Mais pour donner couleurs et rythmes, il se rend à l'évidence : il a besoin de conseil et c'est ainsi qu'il croise, du côté de Saint Dié, une pépiniériste peu ordinaire... Monique est sûrement la plus anglaise des jardinières de l'Est, la pionnière de l'esprit "cottage", privilégiant la subtilité des plantes d'humeur un peu folâtre mais bon enfant. Quel coup de coeur lorsqu'elle découvre l'environnement de Thierry, une clairière et sa fascinante géographie qui n'attendait que la fantaisie pour exprimer toute sa dimension. En 1994, elle annonce que sa pépinière "a pris de la hauteur"! Un grand souffle d'originalité secoue alors Berchigranges où Monique joue les coloristes : le chalet fait rapidement peau neuve dans le moindre détail, de quoi surprendre plus d'un vosgien sur la petite route qui sillonne à travers un austère décor de sapins.
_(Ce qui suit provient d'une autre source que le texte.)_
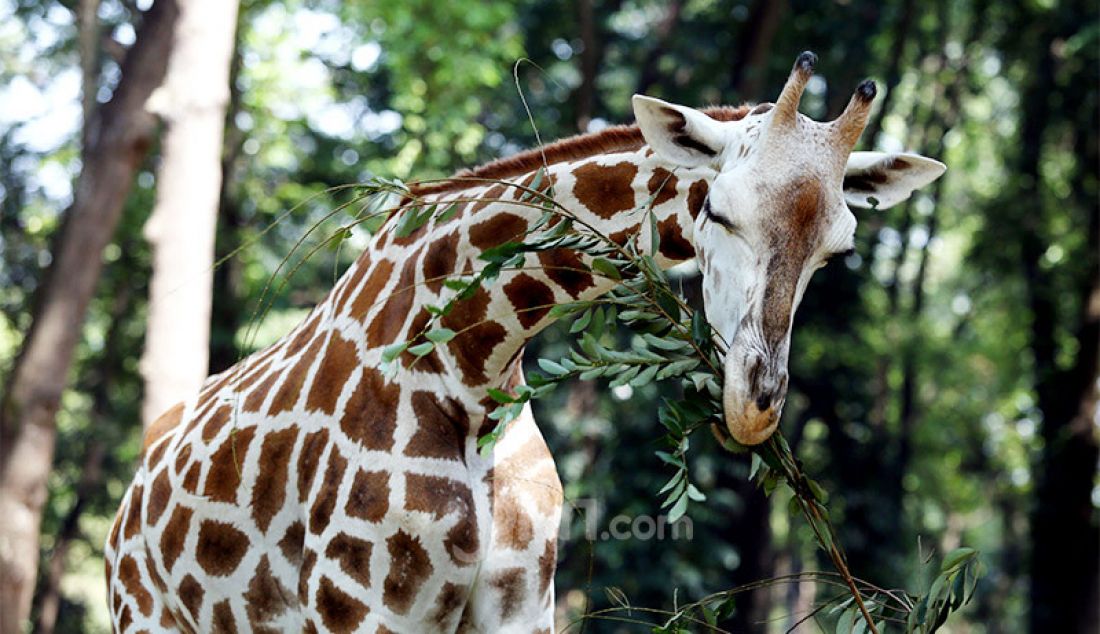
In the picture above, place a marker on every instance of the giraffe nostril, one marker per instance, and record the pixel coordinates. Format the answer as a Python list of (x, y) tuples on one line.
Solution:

Bouillonnant d'idées, le couple souhaite rendre désormais le jardin accessible au public et prend le temps d'étudier l'infinie palette végétale, pour choisir ce qu'elle a de plus sensuel, de plus poétique et surtout de plus résistant aux vicissitudes d'un climat continental. Un nouveau défi à relever! L'infatigable Thierry continue à "modeler" sa terre, à créer des cascades et à composer avec des roches et du bois ; Monique élargit son répertoire, son nouveau paysage étant prêt à accueillir de généreux massifs non seulemnt hauts en couleurs et en parfums, mais riches en feuillages et en graminées. La situation géographique permet aussi de jouer avec les saisons. Lorsque disparaissent les dernières traces de neige, 150 variétés de narcisses, entre autres bulbeuses, surgissent un peu partout et Berchigranges revient à la vie. La longue symphonie des vivaces débute en mai, en larges vagues. L'été reste un moment fort pour les plantes à feuillages spectaculaires, où les reines des prés, épilobes, ligulaires et eupatoires jouent de grands accords, suivies des premiers asters.

La délicatesse des Ombellifères, Polygonum, fougères et graminées s'apprécie surtout dans les lumières d'automne. Cet écrin vosgien où l'eau, source de vie, joue un rôle majeur, recèle plus de 4000 espèces bien acclimatées. La pépinière propose des plantes de plaine et de montagne, de nombreuses bulbeuses, primevères auricules, méconopsis, rosiers lianes et buissons de chez R. Geschwind, ainsi qu'une réédition de la rose Alsace-Lorraine créée en 1883 par Lévêque. Cette vitrine paisible pour plantes et idées offre également une promenade réservant toujours quelques nouveautés...comme la "Chambre des Dames", un enclos pour mettre tous les sens en éveil, à découvrir au printemps prochain.